China’s solar PV industry continued its recovery in 2016, with gross output value reaching 336 billion yuan (US$49 billion), a rise of 27 percent compared to 2015, according to statistics released by the Ministry of Industry and Information Technology of China.
Production of polysilicon topped 194,000 tons in 2016, an increase of 17.5 percent from a year earlier, while that of wafers grew 31.2 percent to 63 GW. Solar cell production climbed to 49 GW, up 19.5 percent, while solar module production hiked 20.7 percent to 53 GW. The country’s newly installed PV capacity reached 34.5 GW during the year, a surge of 127 percent compared to 2015. Average gross margins at the top five polysilicon manufacturers pushed past the 20 percent mark, while the same at the top 10 module producers came in just above 15 percent.
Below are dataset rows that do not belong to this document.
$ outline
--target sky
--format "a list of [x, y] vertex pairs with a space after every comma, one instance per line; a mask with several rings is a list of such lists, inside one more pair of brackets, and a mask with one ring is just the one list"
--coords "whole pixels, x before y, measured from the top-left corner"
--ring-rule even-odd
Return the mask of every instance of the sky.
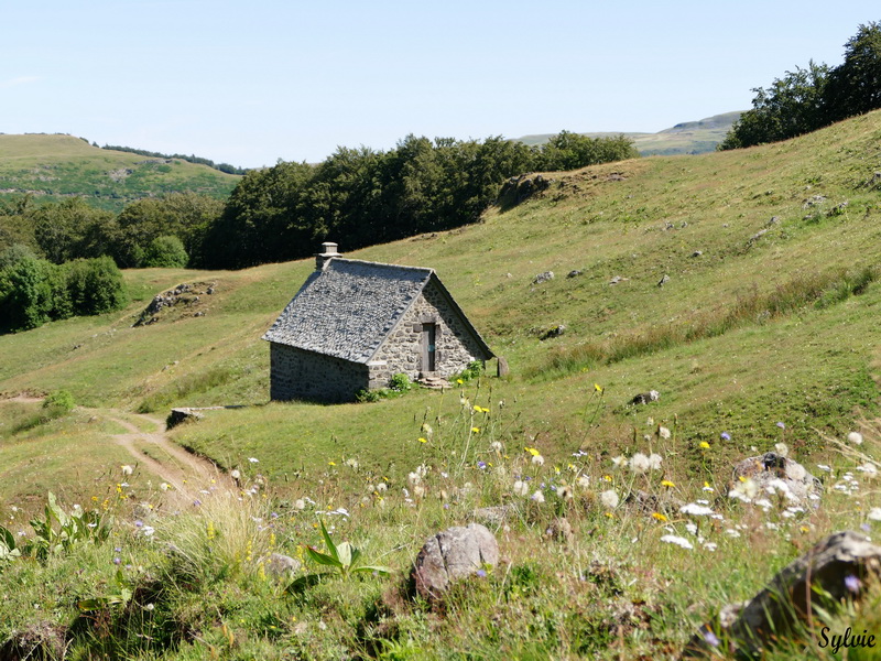
[[0, 132], [241, 167], [416, 136], [656, 132], [840, 64], [878, 0], [0, 0]]

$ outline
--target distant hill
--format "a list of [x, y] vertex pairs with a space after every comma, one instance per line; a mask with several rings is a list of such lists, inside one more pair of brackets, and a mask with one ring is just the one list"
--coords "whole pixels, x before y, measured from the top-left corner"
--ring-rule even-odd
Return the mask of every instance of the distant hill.
[[0, 199], [81, 196], [113, 212], [135, 199], [193, 192], [229, 195], [241, 177], [180, 159], [93, 147], [64, 134], [0, 134]]
[[[643, 156], [676, 154], [703, 154], [716, 150], [716, 145], [725, 139], [731, 124], [740, 117], [740, 110], [714, 115], [698, 121], [686, 121], [657, 133], [623, 134], [633, 140]], [[619, 136], [620, 132], [583, 133], [591, 138]], [[516, 138], [524, 144], [544, 144], [553, 133], [539, 133]]]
Among the 31 publicly-listed PV companies, nine saw their net profit more than double.
PV companies, driven by measures taken by the Ministry of Industry and Information Technology to regulate the industry, continued to promote intelligent manufacturing, leading to higher levels of automation and digitalization across production lines. A market-led resource consolidation accelerated across the sector: Henan Yicheng New Energy successfully completed the reorganization of LDK Solar while LONGi Green Energy Technology (formally LONGi Silicon Materials) acquired U.S.-based SunEdison’s Malaysian plant.
Production costs continued to decline as a result of technology advances and economies of scale. The PV power generation cost in resource-rich regions decreased to 0.65 yuan (US$0.09) per kilowatt-hour.
The PV industry accelerated its expansion into global markets. Encouraged by the One Belt, One Road initiative, the Chinese government’s program to reinvigorate economic ties with countries aligning the ancient Silk Road trade routes, Chinese PV companies have built manufacturing facilities in more than 20 countries worldwide, with total capacity exceeding 5 GW. With these new facilities coming on line, China’s wafers, cells and modules saw exports decrease 11.3 percent to US$13.84 billion. Exports to emerging markets, notably, India, Turkey, Chile and Pakistan, grew significantly, while the proportion of exports to traditional markets in Europe and the U.S. fell to less than 30 percent of the total, further reducing the impact of the anti-dumping and anti-subsidy measures taken by those markets against China-originated PV products.
Despite the recovery shown in China’s PV industry, challenges remain across the sector, including the support polices put in place by the Chinese government proving inadequate; lack of innovation among Chinese PV makers; slow advances in key processes and technologies; difficulties in obtaining financing and high financing costs; fluctuations in domestic demand; a disorganized market system and mechanism within China; and the increasingly complex international trade environment.